Linseed oil or tung oil... They make oils for treating that will be in contact with food... I like linseed oil a lot, it polymerizes and seals.. but be careful with rags that it comes in contact with, it oxidizes slowly and can spontaneously combust. Either throw the rag in the fire or hang them open to dry...

Those two statements in the same sentence crack me up :D

Thanks, bro!
 
Nathan,

Nice spoons! And thanks for the tip on the suitable wood varieties. There are lots of beeches and birches in the area I usually camp, but sycamores are pretty scarce. I've only ever noticed them in low areas along rivers here in upstate NY. I've never tried to do anything with beech, but I remember trying to make a mouse-shaped cheese cutting board out of a piece of birch when I was a kid, using the sabre saw I got for Christmas. It was like cutting iron, IIRC. That always stuck in my mind because I'm amazed how fast birch rots once it hits the ground. Seems like it goes punky overnight and there's nothing left but the bark by the night after that. But when it's green, or cut and dried, that tight grain pattern makes it strong and tough.

One of my friends is a woodcarver and he has told me basswood is great for carving. As for it's safety for food use, we'll just have to wait around and see if Tony keeps posting. ;)


BTW, Tony:

How do you like the handle on that Helle?

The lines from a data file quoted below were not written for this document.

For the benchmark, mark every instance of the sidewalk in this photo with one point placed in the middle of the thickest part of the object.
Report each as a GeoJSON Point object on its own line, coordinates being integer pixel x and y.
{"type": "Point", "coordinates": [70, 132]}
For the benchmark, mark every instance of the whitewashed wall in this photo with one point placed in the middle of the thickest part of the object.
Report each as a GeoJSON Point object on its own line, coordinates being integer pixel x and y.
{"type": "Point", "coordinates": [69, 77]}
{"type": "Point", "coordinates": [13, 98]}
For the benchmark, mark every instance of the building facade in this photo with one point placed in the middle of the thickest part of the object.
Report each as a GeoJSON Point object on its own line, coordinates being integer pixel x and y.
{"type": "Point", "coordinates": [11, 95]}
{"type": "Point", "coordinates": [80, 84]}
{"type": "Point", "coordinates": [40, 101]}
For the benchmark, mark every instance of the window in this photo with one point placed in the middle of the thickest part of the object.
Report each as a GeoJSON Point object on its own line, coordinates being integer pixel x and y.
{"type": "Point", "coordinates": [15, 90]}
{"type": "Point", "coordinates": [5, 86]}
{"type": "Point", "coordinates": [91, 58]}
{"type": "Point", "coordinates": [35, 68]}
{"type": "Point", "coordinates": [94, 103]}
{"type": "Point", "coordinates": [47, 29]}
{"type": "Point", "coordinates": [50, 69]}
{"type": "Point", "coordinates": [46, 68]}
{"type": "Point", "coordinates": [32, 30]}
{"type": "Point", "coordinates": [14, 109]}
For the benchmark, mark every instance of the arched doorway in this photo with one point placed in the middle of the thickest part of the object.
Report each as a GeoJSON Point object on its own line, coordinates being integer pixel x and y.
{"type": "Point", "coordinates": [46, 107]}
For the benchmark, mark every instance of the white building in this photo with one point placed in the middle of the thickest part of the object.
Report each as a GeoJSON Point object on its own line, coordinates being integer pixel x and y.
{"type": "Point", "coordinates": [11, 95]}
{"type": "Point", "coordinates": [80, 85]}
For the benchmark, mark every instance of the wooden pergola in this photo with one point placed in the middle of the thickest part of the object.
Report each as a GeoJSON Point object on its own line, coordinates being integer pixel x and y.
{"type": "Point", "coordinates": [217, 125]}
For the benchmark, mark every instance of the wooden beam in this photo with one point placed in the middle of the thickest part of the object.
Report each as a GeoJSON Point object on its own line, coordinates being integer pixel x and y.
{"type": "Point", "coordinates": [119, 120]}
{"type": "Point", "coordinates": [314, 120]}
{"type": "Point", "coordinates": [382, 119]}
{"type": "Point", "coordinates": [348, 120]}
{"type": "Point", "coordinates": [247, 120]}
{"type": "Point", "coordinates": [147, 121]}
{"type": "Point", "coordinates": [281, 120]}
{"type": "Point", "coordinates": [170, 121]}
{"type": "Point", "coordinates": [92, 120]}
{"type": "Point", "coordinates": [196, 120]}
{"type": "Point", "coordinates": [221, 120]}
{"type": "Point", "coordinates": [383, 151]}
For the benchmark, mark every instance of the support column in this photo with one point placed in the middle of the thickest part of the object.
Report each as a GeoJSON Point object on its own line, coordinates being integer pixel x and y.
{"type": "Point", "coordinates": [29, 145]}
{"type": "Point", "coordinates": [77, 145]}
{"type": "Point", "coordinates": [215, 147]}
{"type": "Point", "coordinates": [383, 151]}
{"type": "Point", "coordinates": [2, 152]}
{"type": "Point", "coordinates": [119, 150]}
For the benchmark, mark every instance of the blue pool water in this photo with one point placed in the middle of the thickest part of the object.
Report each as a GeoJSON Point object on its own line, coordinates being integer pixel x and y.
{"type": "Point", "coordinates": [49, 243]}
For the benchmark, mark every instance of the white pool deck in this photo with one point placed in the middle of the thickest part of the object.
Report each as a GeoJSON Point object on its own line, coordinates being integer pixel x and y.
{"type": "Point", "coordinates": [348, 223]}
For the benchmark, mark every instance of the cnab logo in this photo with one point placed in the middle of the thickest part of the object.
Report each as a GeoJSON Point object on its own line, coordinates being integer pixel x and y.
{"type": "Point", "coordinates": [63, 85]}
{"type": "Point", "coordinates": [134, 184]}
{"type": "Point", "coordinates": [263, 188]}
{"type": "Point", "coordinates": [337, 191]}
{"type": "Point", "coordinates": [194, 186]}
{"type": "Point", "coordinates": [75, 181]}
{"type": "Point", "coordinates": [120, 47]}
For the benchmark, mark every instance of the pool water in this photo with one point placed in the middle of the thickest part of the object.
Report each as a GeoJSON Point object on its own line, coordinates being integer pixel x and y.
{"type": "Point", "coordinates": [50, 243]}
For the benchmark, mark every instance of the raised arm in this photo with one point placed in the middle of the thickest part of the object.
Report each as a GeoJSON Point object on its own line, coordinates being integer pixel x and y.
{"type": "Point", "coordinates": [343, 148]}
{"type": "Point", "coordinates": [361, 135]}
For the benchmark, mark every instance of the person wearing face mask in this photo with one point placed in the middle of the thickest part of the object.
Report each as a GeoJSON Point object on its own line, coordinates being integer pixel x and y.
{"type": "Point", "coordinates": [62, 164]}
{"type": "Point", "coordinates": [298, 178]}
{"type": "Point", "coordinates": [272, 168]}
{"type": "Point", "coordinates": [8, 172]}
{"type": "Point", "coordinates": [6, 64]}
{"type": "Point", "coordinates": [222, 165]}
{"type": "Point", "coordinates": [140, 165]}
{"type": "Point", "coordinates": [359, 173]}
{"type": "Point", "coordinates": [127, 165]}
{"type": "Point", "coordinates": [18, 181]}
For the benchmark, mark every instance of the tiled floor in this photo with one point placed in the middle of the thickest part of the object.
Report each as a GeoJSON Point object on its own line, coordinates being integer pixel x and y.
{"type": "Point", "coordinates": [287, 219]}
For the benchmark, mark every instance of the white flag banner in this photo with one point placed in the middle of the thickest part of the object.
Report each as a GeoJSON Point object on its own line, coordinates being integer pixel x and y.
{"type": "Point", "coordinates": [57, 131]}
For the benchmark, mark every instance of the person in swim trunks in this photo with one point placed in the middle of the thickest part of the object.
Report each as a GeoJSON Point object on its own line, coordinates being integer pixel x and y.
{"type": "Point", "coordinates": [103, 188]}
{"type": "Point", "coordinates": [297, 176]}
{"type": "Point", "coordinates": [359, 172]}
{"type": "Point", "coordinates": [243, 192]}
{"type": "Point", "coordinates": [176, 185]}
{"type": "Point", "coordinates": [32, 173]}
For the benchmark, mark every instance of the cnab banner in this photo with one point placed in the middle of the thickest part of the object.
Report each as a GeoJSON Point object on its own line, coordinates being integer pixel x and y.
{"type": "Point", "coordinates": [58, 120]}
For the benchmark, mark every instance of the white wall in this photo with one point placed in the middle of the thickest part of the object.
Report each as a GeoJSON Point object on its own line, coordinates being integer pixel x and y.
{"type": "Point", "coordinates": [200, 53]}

I have the Harding which appears to be the same size and same handle shape, but the handle is walnut/leather/birch/leather/walnut. Anyway, I have fairly large hands and something about the lip at the butt end of the handle doesn't quite fit. I've sanded off a bit and I'm tempted to remove more, but the handle is so darn pretty I don't want to mess with it. :rolleyes:

Stay sharp,
desmobob
 
Man, I bought a carving set a while ago and have never really gotten going on it. I made wooden 'knife' for a letter opener and a few other odds and ends. You have inspired me though, if I can dig up a nice chunk of wood in the next few days I may give it a go! Good looking spoon you got yourself there!
 
Nathan,

Nice spoons! And thanks for the tip on the suitable wood varieties. There are lots of beeches and birches in the area I usually camp, but sycamores are pretty scarce. I've only ever noticed them in low areas along rivers here in upstate NY. I've never tried to do anything with beech, but I remember trying to make a mouse-shaped cheese cutting board out of a piece of birch when I was a kid, using the sabre saw I got for Christmas. It was like cutting iron, IIRC. That always stuck in my mind because I'm amazed how fast birch rots once it hits the ground. Seems like it goes punky overnight and there's nothing left but the bark by the night after that. But when it's green, or cut and dried, that tight grain pattern makes it strong and tough.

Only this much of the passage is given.